The sequences below can be used to validate your trie against the supplied dictionary.txt file.

  1. 22737: acres, bards, barer, bares, barfs, baser, bases, caper, capes, cards, carer, cares, cases
  2. 46637: goner, goods, goofs, homer, homes, honer, hones, hoods, hoofs, inner
  3. 2273: acre, bard, bare, barf, base, cape, card, care, case
  4. 729: paw, pax, pay, raw, rax, ray, saw, sax, say
  5. 76737: popes, pores, poser, poses, roper, ropes, roses, sords, sorer, sores

Assessment

This homework is worth a total of 65 points.

There will be an autograder which evaluates whether your T9 implementation meets the interface specification. You should use the test suite you created during the previous homework to test your T9 functionality. You will also want to use Valgrind, similar to the way you used it in the debugging homework, to evaluate your memory management. You are encouraged to resubmit until you achieve a full score on the autograder.

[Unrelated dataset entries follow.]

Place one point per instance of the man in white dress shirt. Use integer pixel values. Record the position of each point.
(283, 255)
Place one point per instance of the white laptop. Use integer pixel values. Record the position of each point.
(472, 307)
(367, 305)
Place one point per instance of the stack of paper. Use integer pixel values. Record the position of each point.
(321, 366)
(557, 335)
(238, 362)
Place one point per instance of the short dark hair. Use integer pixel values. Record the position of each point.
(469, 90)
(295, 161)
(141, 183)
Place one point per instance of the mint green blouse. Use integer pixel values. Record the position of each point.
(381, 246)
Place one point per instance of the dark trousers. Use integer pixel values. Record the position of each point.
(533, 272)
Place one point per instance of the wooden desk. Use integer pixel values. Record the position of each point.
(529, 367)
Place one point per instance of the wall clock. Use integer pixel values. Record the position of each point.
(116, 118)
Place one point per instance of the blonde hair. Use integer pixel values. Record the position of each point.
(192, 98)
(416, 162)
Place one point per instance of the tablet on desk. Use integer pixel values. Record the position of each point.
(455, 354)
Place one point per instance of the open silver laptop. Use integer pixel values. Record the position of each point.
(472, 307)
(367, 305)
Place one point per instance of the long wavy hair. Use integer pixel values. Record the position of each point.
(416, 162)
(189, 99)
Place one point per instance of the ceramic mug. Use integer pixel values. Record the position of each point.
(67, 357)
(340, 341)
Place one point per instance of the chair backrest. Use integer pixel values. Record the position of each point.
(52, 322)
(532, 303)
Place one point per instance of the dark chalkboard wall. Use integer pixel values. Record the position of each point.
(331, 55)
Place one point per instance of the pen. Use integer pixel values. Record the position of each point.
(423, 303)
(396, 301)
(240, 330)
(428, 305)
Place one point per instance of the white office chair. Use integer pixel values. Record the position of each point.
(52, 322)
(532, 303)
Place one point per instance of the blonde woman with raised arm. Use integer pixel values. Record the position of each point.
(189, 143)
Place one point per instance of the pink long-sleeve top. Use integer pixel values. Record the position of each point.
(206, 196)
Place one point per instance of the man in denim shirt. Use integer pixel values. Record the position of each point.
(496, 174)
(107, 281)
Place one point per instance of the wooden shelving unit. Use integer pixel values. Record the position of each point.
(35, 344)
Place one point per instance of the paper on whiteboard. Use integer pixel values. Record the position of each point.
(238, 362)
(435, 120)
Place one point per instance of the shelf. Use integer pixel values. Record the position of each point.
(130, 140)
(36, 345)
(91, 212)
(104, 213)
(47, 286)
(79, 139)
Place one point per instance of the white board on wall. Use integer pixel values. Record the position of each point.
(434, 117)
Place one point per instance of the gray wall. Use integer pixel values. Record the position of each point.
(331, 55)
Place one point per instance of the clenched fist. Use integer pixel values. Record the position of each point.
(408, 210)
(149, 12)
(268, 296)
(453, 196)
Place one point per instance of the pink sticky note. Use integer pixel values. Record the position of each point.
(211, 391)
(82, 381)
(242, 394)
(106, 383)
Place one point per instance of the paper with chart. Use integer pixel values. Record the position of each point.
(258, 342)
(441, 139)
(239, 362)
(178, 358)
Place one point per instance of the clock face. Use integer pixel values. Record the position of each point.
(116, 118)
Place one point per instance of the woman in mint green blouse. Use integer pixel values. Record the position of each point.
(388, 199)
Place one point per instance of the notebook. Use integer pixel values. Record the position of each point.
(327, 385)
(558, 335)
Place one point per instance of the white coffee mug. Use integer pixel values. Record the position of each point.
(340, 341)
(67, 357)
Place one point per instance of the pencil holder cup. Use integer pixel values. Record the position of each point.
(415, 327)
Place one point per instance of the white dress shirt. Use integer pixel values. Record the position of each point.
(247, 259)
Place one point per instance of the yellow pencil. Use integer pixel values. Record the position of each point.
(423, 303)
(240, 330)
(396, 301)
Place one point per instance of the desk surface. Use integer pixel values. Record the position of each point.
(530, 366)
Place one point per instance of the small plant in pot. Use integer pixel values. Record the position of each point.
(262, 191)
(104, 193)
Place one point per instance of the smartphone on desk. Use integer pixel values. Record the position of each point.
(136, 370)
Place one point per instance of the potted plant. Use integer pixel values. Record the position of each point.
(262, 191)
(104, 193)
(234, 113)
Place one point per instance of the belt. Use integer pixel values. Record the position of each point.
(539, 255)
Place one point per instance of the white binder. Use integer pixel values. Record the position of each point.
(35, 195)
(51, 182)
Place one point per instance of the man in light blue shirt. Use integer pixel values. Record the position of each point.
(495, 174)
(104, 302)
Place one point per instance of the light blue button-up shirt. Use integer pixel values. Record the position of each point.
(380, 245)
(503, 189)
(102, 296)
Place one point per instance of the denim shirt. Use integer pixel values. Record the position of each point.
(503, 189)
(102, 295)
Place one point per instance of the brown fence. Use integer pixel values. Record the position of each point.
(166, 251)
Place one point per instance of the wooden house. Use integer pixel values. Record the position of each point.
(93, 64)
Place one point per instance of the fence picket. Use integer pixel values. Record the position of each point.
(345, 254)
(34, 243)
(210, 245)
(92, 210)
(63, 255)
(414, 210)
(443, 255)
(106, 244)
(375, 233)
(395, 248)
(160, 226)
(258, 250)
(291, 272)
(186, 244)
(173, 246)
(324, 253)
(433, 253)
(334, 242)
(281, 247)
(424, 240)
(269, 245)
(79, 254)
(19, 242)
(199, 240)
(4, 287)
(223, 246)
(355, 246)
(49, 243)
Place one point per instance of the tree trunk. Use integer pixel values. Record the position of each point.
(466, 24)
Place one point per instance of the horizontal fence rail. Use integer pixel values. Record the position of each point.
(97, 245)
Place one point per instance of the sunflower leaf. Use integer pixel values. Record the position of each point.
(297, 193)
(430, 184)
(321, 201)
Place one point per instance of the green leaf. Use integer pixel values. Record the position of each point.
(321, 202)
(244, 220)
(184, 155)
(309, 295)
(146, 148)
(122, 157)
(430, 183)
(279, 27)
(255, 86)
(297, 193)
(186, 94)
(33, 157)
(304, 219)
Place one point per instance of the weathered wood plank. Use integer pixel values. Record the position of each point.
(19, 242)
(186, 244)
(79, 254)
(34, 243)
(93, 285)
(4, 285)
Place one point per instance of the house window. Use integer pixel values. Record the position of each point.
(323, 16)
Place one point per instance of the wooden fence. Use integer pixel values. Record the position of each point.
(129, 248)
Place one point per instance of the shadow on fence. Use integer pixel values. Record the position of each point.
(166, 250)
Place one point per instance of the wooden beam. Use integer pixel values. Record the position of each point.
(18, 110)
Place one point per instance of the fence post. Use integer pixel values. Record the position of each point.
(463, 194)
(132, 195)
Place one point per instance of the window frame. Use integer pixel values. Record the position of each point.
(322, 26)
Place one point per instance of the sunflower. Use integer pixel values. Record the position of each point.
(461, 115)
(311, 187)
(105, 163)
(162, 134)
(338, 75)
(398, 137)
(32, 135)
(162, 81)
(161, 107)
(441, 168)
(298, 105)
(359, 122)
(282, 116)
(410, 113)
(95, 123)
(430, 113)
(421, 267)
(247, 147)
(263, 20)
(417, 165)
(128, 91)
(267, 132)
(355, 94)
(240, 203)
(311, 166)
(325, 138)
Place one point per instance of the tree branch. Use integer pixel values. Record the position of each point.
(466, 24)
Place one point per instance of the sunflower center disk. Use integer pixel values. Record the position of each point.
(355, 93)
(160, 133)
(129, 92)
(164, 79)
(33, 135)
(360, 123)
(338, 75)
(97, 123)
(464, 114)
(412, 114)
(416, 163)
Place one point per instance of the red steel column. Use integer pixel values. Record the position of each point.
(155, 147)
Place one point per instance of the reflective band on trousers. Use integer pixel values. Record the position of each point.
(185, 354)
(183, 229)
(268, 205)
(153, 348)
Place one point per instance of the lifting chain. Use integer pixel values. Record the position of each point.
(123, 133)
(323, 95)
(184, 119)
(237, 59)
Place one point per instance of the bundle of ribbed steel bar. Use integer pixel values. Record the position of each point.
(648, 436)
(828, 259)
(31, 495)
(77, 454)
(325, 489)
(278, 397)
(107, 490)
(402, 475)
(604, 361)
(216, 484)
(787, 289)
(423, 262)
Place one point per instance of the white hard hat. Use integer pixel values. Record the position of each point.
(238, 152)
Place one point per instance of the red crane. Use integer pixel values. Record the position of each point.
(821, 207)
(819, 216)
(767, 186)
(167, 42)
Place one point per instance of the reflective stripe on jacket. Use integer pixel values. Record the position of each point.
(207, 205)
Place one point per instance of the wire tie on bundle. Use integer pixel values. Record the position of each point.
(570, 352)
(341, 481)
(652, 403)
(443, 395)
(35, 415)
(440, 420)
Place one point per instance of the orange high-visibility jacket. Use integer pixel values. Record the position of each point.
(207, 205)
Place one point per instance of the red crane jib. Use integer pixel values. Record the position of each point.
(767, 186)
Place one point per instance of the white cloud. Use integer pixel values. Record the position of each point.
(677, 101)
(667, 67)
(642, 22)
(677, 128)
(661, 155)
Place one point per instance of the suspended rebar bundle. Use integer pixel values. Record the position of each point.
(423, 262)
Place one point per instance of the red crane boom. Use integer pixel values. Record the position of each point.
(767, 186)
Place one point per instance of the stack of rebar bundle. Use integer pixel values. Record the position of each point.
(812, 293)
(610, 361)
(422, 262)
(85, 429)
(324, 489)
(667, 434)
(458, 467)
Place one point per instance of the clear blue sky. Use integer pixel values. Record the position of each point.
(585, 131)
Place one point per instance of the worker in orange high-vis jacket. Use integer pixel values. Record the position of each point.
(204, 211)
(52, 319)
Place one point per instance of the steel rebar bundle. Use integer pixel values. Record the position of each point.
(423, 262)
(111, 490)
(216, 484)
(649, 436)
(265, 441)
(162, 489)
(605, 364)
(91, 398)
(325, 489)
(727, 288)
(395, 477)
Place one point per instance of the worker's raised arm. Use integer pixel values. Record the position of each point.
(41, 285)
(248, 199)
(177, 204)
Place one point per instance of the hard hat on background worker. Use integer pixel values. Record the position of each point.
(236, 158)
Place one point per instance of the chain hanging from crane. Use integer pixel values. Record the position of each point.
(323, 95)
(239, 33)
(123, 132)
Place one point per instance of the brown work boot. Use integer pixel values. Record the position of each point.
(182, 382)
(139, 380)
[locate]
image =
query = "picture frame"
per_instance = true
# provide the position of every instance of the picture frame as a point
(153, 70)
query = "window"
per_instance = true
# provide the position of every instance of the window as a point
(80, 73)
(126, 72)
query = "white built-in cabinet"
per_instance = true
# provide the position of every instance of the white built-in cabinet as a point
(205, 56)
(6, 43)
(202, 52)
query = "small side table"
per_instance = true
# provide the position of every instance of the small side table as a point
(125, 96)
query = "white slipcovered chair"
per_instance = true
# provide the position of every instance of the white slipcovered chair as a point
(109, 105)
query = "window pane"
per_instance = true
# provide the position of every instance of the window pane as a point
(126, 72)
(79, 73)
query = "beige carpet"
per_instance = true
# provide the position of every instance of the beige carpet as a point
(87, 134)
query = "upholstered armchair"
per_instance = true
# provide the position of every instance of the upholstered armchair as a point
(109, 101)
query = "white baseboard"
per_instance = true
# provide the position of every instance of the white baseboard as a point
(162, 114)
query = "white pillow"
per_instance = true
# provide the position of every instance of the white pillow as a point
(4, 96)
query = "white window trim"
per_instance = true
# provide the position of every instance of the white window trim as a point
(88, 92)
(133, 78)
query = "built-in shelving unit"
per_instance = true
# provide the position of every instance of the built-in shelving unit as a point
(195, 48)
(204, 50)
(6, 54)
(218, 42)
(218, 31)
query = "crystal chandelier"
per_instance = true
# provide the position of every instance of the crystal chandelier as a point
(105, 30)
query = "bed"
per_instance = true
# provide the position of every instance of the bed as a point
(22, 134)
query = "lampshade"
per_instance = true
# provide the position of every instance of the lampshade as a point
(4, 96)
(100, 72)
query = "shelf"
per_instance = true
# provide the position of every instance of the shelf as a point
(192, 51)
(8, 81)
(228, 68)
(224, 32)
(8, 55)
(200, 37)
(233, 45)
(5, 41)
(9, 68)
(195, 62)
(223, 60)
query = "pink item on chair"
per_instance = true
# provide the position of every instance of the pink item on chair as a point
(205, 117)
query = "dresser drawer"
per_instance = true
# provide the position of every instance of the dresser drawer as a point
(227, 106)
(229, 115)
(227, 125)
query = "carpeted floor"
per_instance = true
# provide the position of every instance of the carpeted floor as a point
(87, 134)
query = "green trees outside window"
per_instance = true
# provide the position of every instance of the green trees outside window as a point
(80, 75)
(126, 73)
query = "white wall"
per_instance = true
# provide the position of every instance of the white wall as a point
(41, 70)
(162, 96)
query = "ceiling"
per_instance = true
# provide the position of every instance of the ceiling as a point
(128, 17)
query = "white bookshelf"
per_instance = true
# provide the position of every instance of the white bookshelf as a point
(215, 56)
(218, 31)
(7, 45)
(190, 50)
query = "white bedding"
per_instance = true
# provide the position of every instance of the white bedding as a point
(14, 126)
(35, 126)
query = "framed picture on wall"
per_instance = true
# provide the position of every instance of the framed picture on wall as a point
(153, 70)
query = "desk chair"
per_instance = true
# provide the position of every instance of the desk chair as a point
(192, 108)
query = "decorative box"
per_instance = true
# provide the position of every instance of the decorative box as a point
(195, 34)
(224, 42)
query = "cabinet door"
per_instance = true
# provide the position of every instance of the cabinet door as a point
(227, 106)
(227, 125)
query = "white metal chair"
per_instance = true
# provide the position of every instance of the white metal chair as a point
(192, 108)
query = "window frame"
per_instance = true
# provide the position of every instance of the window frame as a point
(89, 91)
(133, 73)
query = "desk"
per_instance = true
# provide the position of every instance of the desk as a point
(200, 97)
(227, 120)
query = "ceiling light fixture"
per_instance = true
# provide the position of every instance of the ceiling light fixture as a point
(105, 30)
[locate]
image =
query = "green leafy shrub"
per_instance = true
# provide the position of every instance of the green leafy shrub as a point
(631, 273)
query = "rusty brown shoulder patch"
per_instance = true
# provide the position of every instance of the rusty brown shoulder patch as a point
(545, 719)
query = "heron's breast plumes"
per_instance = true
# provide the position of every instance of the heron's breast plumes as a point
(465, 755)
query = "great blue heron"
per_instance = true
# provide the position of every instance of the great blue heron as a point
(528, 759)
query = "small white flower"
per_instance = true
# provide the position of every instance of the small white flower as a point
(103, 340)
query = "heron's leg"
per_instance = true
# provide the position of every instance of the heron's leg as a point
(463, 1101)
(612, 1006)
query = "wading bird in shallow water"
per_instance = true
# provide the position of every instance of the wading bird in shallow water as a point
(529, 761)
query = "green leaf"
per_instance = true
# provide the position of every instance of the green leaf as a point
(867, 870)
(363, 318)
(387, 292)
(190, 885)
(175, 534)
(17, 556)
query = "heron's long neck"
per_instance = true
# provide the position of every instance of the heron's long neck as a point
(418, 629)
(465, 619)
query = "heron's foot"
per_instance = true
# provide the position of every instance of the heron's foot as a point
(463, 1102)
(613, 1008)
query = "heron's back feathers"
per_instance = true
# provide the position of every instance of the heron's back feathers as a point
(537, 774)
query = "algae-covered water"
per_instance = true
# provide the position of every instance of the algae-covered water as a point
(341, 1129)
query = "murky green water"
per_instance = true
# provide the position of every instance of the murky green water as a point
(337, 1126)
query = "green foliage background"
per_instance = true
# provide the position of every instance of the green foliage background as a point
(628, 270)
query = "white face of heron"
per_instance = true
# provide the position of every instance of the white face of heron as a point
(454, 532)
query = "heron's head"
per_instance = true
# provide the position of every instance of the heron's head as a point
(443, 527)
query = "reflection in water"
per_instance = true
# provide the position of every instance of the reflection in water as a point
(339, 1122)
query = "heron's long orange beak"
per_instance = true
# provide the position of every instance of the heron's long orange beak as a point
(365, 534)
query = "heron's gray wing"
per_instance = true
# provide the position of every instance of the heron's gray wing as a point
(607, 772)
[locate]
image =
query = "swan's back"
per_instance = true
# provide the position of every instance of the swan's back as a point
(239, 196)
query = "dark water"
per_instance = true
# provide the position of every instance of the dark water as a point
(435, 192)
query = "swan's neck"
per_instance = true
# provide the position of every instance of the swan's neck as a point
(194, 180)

This homework will also be evaluated manually, specifically to look at code clarity, style, and commenting. You should be sure to include your name and date at the top of the file. You should also be sure to use brief comments to describe the pupose of the module, and functionality of other sections.

Turning In

You will submit this homework to the Gradescope HW6: T9 Implementation, via Gitlab.

You will first update your Gitlab repository. Use git add and git commit to ensure that your updated t9_tests.c, and any required additional &ldquot;.txt&rdquot; files, are committed. This will be, at minimum, your t9_lib.c and Makefile.

These should be located in the hw6 folder, located at the top level of your repository. User git push to bring the origin/remote repository up-to-date.

Once you locate the Gitlab assignment you will tap the "GitLab" button on the bottom:

Picture of Gradescope interface highlighting the Gitlab button as opposed to the Upload button
Find your 374 repository in the list, and Submit Project.
Picture of Gradescope submission interface

Once you submit your code the autograder may take some time to run. You may resubmit for a higher grade, but your should always do as much testing as possible on your own platform before resubmitting.